U.S. inventory indexes ended blended Wednesday, closing out a chaotic month for fairness markets following President Donald Trump’s ever-changing tariff insurance policies and rising recession fears. The S&P 500 gained 0.15% Wednesday whereas the Dow Jones Industrial Common elevated 0.35% at shut. In the meantime, the tech-heavy Nasdaq Composite fell 0.09%.
After a turbulent begin to the month, shares had posted a latest restoration over the previous few days as Trump administration officers hinted at the potential for reaching commerce offers that that would cool an ongoing commerce battle. However information of the financial system’s 0.3% Q1 contraction—which got here earlier than the complete results of April’s tariffs are even accounted for—despatched indexes tumbling early Wednesday as recession fears elevated, although the S&P and Dow Jones recovered by the tip of the buying and selling day.
The Commerce Division’s announcement of a contracting financial system is because of enterprise uncertainty round Trump’s tariff plan and slowing shopper spending. The information additionally marks the primary contraction because the first quarter of 2022, and a dramatic flip from the two.4% progress in gross home product skilled within the final quarter of 2024.

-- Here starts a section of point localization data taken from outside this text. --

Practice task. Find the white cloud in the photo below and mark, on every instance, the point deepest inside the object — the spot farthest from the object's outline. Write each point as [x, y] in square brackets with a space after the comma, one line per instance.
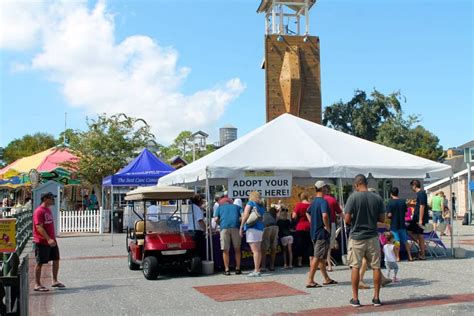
[136, 76]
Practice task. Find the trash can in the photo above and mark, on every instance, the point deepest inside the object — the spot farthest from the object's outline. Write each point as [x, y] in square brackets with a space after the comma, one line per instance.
[465, 220]
[117, 224]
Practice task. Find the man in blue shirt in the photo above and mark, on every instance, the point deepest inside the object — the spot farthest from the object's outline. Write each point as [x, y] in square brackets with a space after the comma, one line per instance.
[420, 217]
[318, 216]
[227, 216]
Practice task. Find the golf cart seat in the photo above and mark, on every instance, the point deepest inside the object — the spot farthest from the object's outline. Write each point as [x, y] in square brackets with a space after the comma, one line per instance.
[140, 228]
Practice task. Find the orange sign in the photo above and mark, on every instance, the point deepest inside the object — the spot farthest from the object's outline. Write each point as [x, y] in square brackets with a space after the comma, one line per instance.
[7, 235]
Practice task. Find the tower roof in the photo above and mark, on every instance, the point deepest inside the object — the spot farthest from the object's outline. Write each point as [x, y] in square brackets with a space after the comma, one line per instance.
[266, 5]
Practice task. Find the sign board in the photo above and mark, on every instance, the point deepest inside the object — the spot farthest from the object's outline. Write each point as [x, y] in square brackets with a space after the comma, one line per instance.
[268, 183]
[7, 235]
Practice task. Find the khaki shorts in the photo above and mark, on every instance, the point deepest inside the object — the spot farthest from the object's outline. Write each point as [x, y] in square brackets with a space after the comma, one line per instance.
[368, 249]
[333, 236]
[321, 248]
[270, 238]
[229, 235]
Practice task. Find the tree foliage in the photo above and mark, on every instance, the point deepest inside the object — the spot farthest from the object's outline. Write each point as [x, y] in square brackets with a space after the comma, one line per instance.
[108, 145]
[28, 145]
[362, 115]
[380, 119]
[408, 136]
[183, 146]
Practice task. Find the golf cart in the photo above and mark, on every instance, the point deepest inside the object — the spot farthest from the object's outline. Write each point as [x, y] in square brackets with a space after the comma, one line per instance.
[161, 239]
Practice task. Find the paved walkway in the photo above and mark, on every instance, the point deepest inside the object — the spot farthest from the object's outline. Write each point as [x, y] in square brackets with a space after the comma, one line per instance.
[99, 282]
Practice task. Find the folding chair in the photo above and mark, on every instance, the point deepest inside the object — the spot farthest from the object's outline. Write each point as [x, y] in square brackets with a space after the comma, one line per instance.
[338, 232]
[428, 234]
[438, 244]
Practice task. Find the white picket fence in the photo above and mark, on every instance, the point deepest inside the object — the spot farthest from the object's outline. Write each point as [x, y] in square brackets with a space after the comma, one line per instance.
[79, 221]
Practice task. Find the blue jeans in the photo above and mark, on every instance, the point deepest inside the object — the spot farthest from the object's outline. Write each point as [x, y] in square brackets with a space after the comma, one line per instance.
[400, 235]
[437, 217]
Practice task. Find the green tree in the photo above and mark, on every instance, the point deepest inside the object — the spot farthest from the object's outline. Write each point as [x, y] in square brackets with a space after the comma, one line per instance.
[108, 145]
[183, 146]
[184, 143]
[408, 136]
[362, 115]
[27, 146]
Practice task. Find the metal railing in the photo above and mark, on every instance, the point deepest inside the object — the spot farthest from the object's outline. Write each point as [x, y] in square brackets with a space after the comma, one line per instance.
[14, 287]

Although shares took a beating within the aftermath of Trump’s “Liberation Day” tariff bulletins on April 2, they’d slowly been recovering within the ensuing weeks amid hopes the president would pare again his insurance policies or attain offers with buying and selling companions.

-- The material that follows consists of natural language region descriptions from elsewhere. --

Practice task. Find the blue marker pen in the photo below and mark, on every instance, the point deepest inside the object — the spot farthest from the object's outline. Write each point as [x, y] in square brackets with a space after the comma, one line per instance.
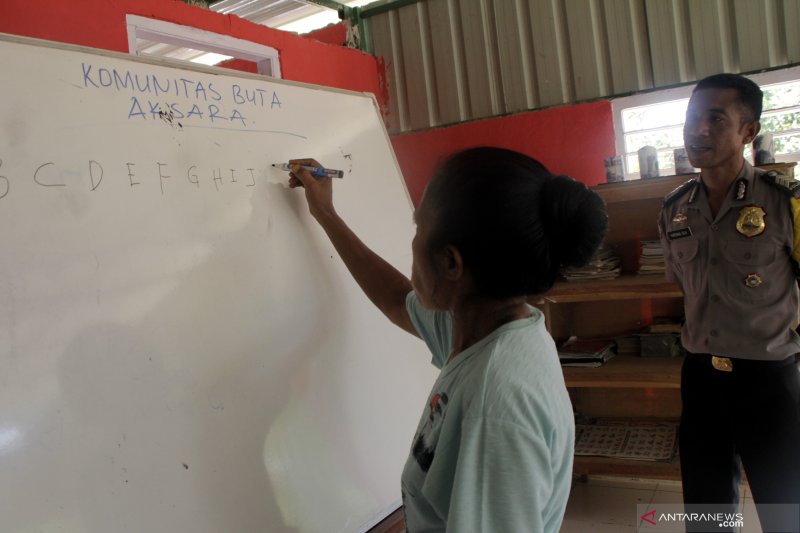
[317, 172]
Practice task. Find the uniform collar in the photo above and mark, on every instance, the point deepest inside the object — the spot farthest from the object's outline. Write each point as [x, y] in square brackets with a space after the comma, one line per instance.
[742, 188]
[739, 194]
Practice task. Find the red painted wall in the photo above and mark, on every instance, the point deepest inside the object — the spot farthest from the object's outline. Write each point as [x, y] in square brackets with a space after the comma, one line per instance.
[101, 24]
[331, 34]
[570, 140]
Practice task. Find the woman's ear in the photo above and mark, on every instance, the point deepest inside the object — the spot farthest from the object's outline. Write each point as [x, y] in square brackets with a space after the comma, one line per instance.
[452, 263]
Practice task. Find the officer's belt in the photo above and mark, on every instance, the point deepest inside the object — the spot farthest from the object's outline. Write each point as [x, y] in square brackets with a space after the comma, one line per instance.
[730, 364]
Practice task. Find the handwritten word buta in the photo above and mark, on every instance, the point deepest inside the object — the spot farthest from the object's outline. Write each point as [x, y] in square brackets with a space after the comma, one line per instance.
[184, 99]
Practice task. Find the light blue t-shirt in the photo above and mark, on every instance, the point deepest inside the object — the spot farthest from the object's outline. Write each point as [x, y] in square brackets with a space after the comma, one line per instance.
[493, 450]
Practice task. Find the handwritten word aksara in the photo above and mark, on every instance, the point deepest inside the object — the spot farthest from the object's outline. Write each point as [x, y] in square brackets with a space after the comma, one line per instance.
[190, 99]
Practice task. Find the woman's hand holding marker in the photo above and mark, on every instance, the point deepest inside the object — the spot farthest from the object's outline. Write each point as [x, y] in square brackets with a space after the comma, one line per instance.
[319, 191]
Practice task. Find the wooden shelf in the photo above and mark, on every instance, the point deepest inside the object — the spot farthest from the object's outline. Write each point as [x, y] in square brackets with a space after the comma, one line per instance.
[626, 371]
[627, 287]
[608, 466]
[641, 189]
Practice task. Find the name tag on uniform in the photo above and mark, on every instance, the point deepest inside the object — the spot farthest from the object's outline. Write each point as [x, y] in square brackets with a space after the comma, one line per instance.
[679, 233]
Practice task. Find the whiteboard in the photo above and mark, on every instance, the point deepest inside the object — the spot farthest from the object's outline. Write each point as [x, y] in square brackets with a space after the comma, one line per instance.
[181, 349]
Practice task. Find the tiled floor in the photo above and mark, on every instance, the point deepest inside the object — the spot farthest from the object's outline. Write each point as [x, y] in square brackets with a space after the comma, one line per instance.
[608, 504]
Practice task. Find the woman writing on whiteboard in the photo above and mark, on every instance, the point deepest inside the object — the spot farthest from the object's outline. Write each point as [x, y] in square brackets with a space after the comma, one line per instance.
[493, 449]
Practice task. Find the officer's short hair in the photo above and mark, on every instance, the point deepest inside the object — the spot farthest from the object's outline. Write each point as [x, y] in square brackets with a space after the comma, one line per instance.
[750, 94]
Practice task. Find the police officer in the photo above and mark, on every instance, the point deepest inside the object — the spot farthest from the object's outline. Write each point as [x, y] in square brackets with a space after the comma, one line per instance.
[731, 239]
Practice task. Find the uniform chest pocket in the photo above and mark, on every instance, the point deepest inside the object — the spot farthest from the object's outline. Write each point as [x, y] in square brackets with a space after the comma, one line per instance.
[748, 253]
[747, 277]
[683, 250]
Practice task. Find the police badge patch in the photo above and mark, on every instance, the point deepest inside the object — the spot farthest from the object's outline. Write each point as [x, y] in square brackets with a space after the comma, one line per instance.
[751, 221]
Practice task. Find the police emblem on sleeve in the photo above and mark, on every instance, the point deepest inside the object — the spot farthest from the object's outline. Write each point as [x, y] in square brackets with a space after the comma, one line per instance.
[751, 221]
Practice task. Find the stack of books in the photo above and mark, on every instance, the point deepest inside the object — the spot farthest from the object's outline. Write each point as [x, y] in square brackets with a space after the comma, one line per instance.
[586, 352]
[604, 265]
[651, 258]
[629, 345]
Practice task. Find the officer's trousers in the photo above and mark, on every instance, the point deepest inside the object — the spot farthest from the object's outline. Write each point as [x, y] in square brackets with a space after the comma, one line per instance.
[747, 417]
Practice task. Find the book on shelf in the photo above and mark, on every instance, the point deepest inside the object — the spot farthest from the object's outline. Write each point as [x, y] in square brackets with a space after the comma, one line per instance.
[604, 265]
[651, 257]
[586, 352]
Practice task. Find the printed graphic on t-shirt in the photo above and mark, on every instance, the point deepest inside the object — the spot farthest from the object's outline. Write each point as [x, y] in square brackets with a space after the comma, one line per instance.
[428, 436]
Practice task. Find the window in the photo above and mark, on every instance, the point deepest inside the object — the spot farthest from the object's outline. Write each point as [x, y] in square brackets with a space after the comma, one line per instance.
[164, 39]
[656, 119]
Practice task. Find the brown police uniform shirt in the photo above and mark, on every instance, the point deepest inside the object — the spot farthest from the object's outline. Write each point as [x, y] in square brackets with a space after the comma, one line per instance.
[736, 271]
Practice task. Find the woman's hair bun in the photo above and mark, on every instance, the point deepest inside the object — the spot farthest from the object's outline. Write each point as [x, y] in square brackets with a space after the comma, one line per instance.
[574, 218]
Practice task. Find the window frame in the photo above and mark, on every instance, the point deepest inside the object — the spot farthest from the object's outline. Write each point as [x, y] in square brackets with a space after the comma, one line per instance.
[266, 58]
[662, 96]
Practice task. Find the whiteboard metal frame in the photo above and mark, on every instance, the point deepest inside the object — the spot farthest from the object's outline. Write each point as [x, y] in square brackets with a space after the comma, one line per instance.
[139, 29]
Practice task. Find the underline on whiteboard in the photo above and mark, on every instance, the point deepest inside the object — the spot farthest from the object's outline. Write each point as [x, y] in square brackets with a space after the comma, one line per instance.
[250, 131]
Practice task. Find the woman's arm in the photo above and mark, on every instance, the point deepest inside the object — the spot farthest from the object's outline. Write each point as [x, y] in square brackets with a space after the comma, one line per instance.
[383, 284]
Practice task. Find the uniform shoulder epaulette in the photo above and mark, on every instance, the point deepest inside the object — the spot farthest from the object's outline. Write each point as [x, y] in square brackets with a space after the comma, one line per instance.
[788, 185]
[680, 191]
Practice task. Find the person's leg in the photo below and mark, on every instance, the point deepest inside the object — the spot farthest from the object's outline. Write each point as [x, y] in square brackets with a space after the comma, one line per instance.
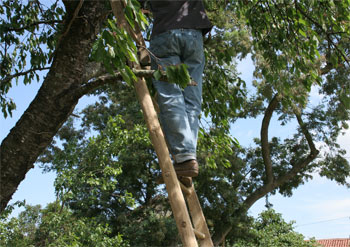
[171, 100]
[193, 57]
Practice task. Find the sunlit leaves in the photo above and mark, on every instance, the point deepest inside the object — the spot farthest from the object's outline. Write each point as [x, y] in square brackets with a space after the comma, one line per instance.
[28, 38]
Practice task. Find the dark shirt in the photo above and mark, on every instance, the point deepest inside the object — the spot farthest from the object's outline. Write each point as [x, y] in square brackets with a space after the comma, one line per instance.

Thus far, no offers have emerged, and the Trump administration is giving conflicting accounts of the place negotiations stand. Wednesday afternoon, Trump prime commerce advisor Peter Navarro stated the White Home is near negotiating a tariff deal with India.
Trump’s first 100 days
The president is closing out his first 100 days in workplace with one of many worst begins for the inventory market of any president in latest reminiscence.
From January 20 to late April, the S&P 500 dropped nearly 8%, Fortune‘s Ben Weiss and Irina Ivanova reported Tuesday, the worst kick-off to a brand new presidential time period since Gerald Ford took over after Richard Nixon resigned.

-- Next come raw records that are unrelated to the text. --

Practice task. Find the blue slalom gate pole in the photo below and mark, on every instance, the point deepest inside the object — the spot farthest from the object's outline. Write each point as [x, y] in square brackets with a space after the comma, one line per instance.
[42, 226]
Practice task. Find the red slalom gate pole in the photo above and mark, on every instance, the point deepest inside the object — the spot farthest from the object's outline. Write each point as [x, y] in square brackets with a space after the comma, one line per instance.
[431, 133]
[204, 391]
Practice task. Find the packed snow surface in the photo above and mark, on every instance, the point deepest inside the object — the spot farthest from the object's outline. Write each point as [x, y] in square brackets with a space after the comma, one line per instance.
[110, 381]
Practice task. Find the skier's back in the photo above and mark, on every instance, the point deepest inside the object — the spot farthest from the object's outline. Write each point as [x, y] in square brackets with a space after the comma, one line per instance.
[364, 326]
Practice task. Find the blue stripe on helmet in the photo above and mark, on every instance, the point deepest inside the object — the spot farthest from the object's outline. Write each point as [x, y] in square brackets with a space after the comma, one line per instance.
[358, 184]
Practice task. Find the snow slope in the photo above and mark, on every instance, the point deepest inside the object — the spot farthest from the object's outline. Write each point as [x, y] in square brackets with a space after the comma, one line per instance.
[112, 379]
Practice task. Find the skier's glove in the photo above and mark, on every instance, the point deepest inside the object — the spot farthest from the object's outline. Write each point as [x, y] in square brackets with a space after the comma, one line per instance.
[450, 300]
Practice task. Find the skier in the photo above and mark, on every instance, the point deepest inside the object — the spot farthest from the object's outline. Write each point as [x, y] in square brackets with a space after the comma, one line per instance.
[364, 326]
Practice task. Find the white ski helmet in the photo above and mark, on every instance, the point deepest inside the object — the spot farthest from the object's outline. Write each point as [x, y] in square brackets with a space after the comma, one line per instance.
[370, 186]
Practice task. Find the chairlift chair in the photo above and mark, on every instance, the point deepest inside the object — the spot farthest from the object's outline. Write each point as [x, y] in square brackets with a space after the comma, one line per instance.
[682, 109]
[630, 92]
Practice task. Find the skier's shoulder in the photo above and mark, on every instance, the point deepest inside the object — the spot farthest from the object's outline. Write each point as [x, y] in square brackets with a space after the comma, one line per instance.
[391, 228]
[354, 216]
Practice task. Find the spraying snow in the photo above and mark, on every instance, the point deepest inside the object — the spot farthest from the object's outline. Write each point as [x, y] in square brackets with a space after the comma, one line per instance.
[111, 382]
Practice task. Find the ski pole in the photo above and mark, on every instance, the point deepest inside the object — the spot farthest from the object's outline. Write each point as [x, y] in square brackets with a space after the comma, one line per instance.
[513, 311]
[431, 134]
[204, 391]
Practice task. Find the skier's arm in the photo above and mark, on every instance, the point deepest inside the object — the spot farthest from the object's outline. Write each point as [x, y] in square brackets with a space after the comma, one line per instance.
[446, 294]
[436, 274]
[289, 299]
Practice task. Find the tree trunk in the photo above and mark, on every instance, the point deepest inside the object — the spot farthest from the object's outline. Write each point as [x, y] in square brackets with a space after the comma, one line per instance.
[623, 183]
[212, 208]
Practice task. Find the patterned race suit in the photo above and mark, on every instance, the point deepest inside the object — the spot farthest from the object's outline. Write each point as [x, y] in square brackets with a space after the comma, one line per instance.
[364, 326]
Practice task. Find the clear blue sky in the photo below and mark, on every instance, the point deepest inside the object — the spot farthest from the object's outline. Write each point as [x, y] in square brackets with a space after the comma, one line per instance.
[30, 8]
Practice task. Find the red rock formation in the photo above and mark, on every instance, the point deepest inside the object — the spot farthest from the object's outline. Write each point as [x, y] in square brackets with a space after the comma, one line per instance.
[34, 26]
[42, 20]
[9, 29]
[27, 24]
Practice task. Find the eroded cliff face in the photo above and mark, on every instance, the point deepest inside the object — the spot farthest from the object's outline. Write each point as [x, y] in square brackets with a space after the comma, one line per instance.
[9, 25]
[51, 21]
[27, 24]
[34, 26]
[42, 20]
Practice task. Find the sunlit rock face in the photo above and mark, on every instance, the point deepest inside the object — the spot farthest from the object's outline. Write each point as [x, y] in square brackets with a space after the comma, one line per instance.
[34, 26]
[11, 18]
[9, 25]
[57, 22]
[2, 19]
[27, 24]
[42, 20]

“The U.S. stock market and the dollar have fared worse over the last hundred days than they fared during the first hundred days of all other presidential terms since 1980,” John Higgins, chief markets economist at Capital Economics, wrote Monday in a analysis observe titled, “Surely the next 100 days won’t be as turbulent as the last?”
Main earnings later Wednesday shall be intently watched by Wall Avenue: Qualcomm, Meta, and Microsoft all report after the closing bell.